While the simulation is running, the Logic Bricks of each component will make regular calls to their default_action method. At this point the component will perform its task and update its internal data.

To run a component at a lower frequency some calls to default_action can be skipped by setting the frequency in the Game Logic Sensor or more conveniently specifying the desired frequency in the builder script (using morse.builder.abstractcomponent.AbstractComponent.frequency()). The real frequency the default_action is called can be computed using the properpy morse.core.object.Object.frequency().

Time management

At the moment, there is two strategies to handle time at the Morse level:

  • the Best effort strategy try to handle your requirement in “real-time”, i.e. one second of time in simulation is equal to one second of time in the real world. To do that, Morse may need to drop some frames. Simulator may be less accurate too. The “good” point is that you do not need to care too much about time. It is the default mode.
  • the Fixed Simulation Step strategy handles all physical / logical steps, at fixed simulation step. It means that between each step, the simulation acts as if ‘1 / frequency’ sec has elapsed. The simulation is so more accurate, but simulated time may diverge from real time.

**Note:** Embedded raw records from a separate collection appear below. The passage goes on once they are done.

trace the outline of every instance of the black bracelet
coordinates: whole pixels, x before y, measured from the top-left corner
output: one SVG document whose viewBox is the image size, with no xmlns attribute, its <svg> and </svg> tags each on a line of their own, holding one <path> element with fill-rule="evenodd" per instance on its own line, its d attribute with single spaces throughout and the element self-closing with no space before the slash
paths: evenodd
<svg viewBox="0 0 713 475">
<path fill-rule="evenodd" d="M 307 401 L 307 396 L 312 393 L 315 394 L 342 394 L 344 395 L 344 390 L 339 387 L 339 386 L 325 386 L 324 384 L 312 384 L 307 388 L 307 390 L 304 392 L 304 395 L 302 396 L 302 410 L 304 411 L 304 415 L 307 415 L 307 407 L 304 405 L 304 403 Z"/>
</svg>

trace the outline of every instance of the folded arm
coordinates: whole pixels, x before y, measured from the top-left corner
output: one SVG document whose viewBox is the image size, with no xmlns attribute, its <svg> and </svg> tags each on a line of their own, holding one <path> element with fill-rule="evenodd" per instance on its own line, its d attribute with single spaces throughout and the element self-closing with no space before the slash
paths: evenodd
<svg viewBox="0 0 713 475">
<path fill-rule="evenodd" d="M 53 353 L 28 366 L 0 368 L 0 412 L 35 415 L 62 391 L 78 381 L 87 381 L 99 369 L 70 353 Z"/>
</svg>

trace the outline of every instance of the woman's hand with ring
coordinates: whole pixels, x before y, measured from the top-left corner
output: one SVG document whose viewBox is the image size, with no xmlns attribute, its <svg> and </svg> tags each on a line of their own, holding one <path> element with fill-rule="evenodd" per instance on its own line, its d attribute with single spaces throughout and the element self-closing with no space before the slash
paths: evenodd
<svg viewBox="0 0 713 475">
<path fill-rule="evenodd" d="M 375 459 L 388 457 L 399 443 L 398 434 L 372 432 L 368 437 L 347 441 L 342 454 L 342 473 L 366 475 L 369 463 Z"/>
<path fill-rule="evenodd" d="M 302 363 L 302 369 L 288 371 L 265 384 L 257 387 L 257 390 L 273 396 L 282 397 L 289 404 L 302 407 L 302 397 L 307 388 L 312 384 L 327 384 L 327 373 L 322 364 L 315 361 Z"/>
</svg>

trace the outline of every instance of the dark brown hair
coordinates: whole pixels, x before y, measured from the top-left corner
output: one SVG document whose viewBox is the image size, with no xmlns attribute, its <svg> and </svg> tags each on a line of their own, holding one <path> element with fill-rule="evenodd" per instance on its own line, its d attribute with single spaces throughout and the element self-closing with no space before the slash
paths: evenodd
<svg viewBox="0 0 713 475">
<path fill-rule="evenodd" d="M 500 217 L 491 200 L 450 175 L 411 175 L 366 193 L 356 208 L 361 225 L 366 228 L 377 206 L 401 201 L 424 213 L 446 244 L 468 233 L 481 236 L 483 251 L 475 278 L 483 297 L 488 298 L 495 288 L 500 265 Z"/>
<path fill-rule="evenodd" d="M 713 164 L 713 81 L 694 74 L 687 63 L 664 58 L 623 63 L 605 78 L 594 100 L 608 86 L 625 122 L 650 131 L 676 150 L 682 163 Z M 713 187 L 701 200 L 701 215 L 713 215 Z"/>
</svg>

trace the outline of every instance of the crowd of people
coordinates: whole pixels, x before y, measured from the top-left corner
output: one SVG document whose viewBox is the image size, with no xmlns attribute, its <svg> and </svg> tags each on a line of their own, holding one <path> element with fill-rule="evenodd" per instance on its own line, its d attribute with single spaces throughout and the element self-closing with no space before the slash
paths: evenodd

These different strategies are implemented in morse.core.morse_time.

The used strategy is selected at the builder level, through the method morse.builder.environment.Environment.set_time_strategy().

In the simulator itself, you can access to the simulated time via morse.core.blenderapi.persistantstorage().time.time. It returns the simulated time as the number of seconds (in float) since Epoch, as done by time.time(). More precisely, at startup, the simulated is initialized with time.time() and then progress depending of the selected strategy. The precision depends of the underlaying implementation of time.time() and the speed of simulation. If you runs a simulation at 60 Hz, the simulator clock will be upgraded about every 15 ms.


The variable py:data:morse.core.blenderapi.persistantstorage().current_time still exists, for compatibility purpose, but will be removed in the future.

Moreover, in a lot of situations, you do not want to access directly to the simulated time, but at the time as seen by the current robot. To do that, you must call the method morse.core.robot.Robot.gettime(). It allows to add different modifiers for different robots, triggering all the nice temporal issues you must address in multi-robot situations. The Clock allows to expose the time, as seen by a specific robot.

Last, a set of services in morse.services.time_services allows to retrieve the simulated time and various statistics about it.